Im Forschungsprojekt »Keimform« [1] gibt’s einen neuen Text von Annette Schlemm zum »Wahrheitsanspruch von Wissen« [2] – auch angeregt durch eine Diskussion über mentale Modelle einmal hier [3] und zum zweiten hier [4]. Reaktionen gibt es nicht nur in den Texten in Form von Kommentaren bei den Projekttexten, sondern auch außerhalb, zum Beispiel als Dorftratsch [5]. Darum soll es in diesem Beitrag gehen.

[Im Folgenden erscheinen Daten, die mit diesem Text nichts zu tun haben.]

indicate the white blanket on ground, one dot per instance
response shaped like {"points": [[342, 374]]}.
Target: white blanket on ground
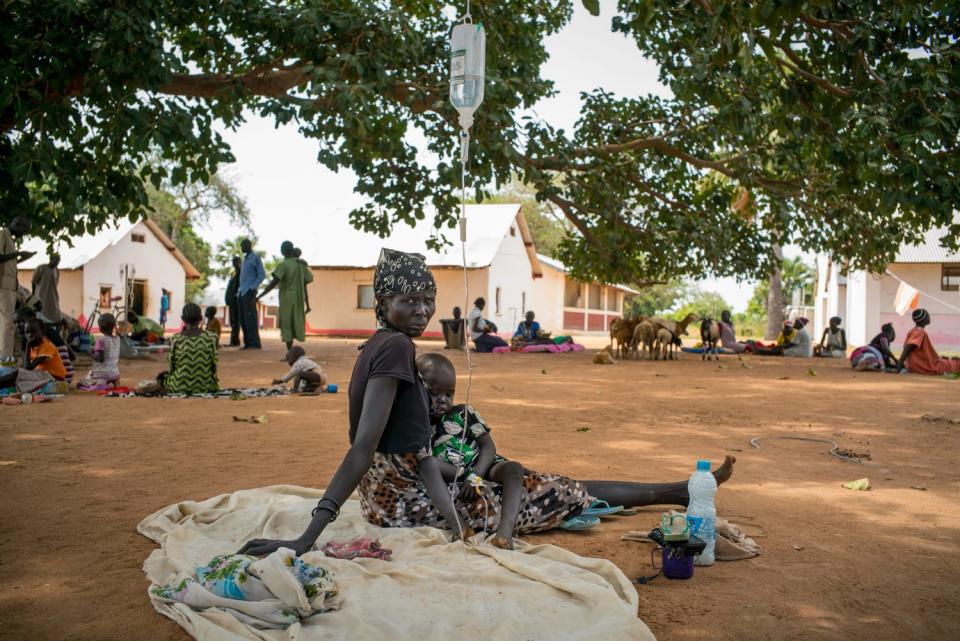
{"points": [[431, 591]]}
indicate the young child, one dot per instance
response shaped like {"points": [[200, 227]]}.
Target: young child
{"points": [[42, 355], [833, 343], [213, 323], [306, 374], [470, 451], [106, 355]]}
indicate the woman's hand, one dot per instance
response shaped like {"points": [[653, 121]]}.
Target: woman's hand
{"points": [[263, 547]]}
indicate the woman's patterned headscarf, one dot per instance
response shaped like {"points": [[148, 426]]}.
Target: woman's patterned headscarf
{"points": [[401, 273]]}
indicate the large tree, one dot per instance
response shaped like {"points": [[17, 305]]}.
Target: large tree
{"points": [[841, 117]]}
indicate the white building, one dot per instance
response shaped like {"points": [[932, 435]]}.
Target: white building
{"points": [[866, 301], [93, 268], [502, 267]]}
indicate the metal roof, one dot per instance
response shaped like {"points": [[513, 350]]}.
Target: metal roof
{"points": [[930, 250]]}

Ich frage mich ganz ernsthaft: Wie kann man die Frage stellen, ob „es der Wissenschaft um die Veränderung der Welt gehen“ darf? Und ich frage mich genauso ernsthaft, warum im Dorftratsch (ist ja nur ein zufälliges Beispiel dort) die Texte zu mentalen Modellen und Wissenschaft mit zwei Bemerkungen abgefertigt werden: „alter Hut“ (=nichts Neues) und „links-intellekttuell schwülstig“ (=abgehobenes Zeug, hat nicht viel mit der Realität zu tun). Woher kommt diese Verweigerungshaltung?

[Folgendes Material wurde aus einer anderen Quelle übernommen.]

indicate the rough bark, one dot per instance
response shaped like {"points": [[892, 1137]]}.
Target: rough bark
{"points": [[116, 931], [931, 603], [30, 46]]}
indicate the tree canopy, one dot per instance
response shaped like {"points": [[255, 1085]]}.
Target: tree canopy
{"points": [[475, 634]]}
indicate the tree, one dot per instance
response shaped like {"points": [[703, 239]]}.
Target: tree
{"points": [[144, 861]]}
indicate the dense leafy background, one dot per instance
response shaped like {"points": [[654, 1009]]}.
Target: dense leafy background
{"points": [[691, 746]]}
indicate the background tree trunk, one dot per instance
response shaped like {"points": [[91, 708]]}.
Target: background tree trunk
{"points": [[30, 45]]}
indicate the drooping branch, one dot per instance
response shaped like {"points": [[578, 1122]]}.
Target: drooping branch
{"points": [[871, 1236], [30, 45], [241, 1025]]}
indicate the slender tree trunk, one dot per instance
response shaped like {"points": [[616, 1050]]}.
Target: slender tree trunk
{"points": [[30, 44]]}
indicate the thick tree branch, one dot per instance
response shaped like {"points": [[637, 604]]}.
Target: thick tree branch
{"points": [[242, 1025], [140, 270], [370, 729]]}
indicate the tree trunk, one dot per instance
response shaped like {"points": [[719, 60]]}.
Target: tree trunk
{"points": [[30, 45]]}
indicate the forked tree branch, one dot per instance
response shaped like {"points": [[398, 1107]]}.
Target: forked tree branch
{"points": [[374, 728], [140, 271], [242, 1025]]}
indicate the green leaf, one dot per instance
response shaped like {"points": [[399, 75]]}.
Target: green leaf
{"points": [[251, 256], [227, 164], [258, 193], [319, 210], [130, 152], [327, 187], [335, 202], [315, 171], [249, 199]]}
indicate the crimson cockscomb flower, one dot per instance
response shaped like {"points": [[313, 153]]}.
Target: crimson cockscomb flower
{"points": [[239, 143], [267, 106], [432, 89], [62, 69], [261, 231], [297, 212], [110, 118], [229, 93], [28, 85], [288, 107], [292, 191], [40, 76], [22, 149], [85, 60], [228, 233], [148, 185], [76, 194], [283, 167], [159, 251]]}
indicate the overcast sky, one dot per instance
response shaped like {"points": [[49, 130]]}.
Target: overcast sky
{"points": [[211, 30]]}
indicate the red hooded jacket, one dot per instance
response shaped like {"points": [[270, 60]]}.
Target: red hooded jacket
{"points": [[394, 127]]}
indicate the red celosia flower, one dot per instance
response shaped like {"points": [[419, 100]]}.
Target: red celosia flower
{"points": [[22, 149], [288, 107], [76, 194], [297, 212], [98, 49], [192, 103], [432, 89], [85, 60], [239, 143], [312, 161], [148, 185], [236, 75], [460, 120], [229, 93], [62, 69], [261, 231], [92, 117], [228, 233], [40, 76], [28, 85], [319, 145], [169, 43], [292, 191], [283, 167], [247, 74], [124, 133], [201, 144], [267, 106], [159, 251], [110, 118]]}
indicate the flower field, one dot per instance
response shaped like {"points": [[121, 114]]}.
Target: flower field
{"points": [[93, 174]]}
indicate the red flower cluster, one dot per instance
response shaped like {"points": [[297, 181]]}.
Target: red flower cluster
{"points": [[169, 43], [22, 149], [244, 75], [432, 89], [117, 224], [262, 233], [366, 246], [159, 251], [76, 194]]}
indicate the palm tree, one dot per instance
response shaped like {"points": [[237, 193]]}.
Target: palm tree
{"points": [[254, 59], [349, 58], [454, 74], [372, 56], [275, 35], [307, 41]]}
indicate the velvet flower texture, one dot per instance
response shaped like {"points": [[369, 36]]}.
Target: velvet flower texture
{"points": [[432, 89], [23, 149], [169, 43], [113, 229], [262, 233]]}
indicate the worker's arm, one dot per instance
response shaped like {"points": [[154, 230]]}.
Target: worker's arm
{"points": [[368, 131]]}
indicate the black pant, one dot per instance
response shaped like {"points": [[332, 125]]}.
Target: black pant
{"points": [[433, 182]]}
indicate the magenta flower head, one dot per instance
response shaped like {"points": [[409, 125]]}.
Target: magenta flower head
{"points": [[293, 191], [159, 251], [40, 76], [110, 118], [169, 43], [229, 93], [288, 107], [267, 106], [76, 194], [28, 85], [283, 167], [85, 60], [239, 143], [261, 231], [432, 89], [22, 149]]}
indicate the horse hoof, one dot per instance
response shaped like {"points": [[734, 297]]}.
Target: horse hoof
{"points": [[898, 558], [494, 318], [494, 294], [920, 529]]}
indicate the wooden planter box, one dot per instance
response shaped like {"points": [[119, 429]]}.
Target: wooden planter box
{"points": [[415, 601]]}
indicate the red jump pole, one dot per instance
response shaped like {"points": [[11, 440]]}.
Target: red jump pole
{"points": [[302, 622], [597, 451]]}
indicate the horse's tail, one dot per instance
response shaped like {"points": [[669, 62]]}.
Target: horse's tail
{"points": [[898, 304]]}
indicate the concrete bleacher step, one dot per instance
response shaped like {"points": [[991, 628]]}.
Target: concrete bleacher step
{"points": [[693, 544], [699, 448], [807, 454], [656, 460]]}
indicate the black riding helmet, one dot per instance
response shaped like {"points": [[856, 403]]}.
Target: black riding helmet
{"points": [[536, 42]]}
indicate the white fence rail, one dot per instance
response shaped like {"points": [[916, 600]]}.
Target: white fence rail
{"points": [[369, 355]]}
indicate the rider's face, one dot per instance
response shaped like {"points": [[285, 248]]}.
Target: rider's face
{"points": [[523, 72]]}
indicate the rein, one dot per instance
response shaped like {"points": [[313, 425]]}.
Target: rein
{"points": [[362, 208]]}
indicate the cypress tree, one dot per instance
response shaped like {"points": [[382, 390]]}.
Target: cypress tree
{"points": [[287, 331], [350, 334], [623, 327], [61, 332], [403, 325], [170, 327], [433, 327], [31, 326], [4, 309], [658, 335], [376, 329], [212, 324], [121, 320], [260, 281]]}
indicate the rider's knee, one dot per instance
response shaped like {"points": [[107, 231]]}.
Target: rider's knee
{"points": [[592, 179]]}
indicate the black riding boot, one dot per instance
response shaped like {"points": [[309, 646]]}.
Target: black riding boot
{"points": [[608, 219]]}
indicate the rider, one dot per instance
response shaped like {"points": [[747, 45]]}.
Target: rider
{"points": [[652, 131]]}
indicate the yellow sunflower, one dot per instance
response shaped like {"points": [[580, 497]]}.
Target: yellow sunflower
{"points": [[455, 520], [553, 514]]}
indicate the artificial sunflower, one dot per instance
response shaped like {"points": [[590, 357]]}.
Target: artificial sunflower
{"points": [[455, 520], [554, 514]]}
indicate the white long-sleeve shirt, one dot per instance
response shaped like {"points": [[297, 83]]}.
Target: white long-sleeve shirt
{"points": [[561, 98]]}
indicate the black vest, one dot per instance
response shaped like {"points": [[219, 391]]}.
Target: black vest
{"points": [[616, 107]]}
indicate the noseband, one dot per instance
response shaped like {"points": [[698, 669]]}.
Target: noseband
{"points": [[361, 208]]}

Ok, hier meine These: Eine verantwortungslose Gesellschaft legt ein Verhalten nahe, in der Übernahme von Verantwortung generell abgelehnt oder vermieden wird. Um sich präventiv und vorausahnend jede mögliche sich anbahnende Verantwortung vom Leib zu halten, muss (a) der Zusammenhang von Wissen(schaft) und Veränderungsmöglichkeit zurückgewiesen und (b) jede denkende Herausforderung, die sich nicht auf der unmittelbar-sinnlichen Oberfläche bewegt, als Zumutung abgelehnt werden – und dies dann noch mit einer Haltung des „undogmatischen“ etc. Denn will je ich ein redlicher und mir sich selbst gegenüber ernstzunehmender Mensch sein, bedeutet (a), dass ich erkannte Veränderungsmöglichkeiten auch angehen müsste und (b), dass ich die Scheinevidenz des Sinnlichen hinterfrage, was bedeutet, mich denkend anzustrengen und mit ziemlicher Sicherheit mit den nahegelegten Denk- und Handlungsformen in Konflikt zu geraten.

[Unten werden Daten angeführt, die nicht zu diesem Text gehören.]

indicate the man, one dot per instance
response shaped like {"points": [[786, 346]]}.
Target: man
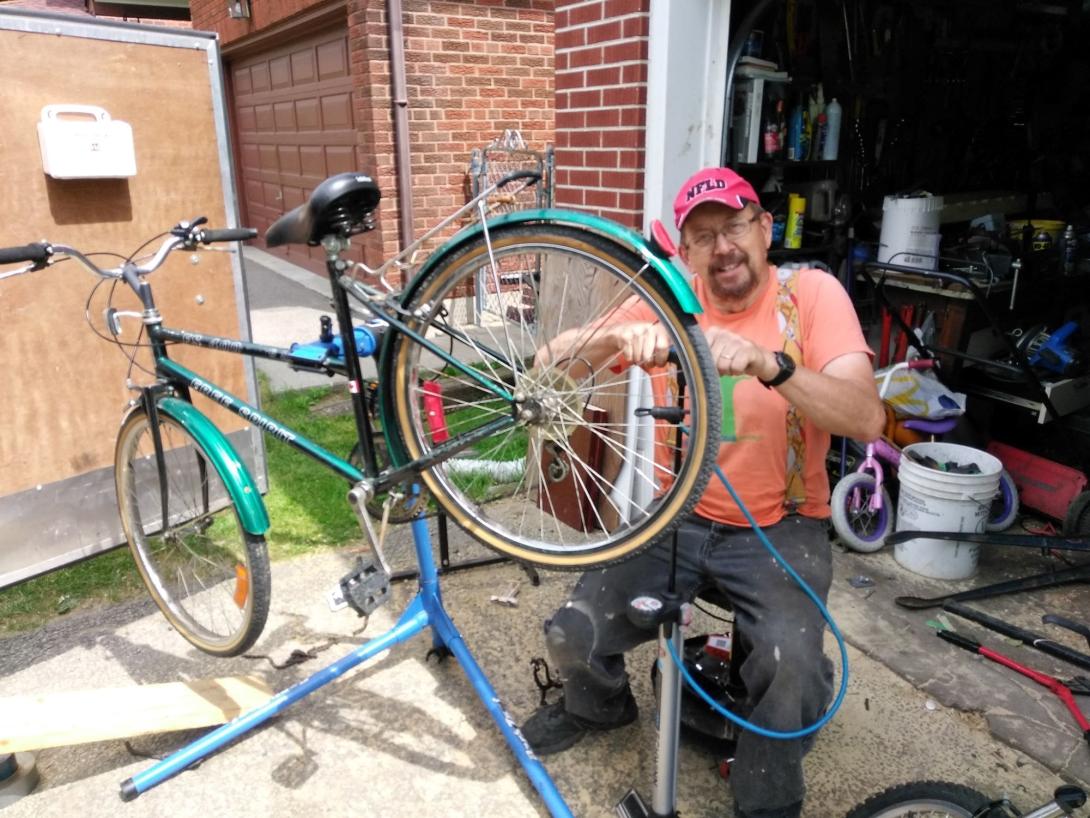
{"points": [[791, 356]]}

Zu dem Ganzen gehörte auch, die hier aufgeworfenen Fragen als bloß moralische – oder, als Variante davon, als persönlich vorwerfende – zu behandeln und damit letztlich von sich zu weisen. Um nämlich die hier thesenhaft beschriebene restriktive Umgangsweise mit inhaltlichen Herausforderungen diskutierbar zu machen, müsste genau das, was wie in (a) und (b) beschrieben abgelehnt wird, aktiv durchbrochen und auf je sich selbst bezogen werden. Das macht es allerdings noch schwieriger. Traurig ist, dass es letztlich auf eine Art der „Selbstentmächtigung“ hinausläuft – das Gegenteil dessen, was wir brauchen.

Die beschriebene Form der Abwehr ist glücklicherweise nicht die einzige Rezeptionsform. Die Texte im Keimform-Projekt haben auch sehr „sich auf die Sache einlassende“ und in diesem Sinne „verantwortungsvolle“ Kommentare hervorgerufen.